India's Central Bank Leaves Policy Rates Intact
Rajan listed some upside risks to the economy: A sub-normal or delayed monsoon due to El Nino effect, impact of geo-political tensions on fuel prices and uncertainties over the government's administered prices for various commodities. At the same time, he also felt these appear to have been balanced by the possibility of stronger action on food supply, better fiscal consolidation and recent appreciation in the value of Indian rupee.
"Accordingly at this juncture, it is appropriate to leave the policy rate unchanged, and to allow the disinflationary effects of rate increases undertaken during September 2013-January 2014 to mitigate inflationary pressures in the economy," he said. "Contingent upon the desired inflation outcome, the April projection of real GDP growth from 4.7 percent in 2013-14 to a range of 5-6 percent in 2014-15 is retained with risks evenly balanced around the central estimate of 5.5 percent."
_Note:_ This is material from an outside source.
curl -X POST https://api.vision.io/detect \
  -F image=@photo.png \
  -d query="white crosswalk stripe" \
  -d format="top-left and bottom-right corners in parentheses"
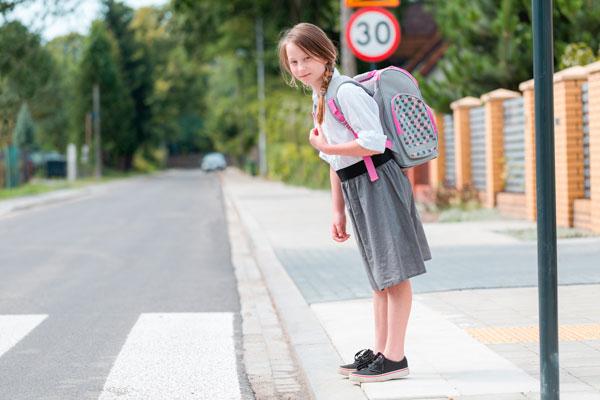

He also nudged the government to do its bit like easing domestic supply bottlenecks and proceed with reviving stalled projects which should brighten the outlook for both manufacturing and services. The resumption of export growth is a positive, he added. The stock markets, for a moment, did not take kindly to the apex bank's stance. The key sensitive index (Sensex) of the Bombay Stock Exchange (BSE) even fell 30 points. But it immediately staged a recovery and eventually closed 175 points, or 0.7 percent higher.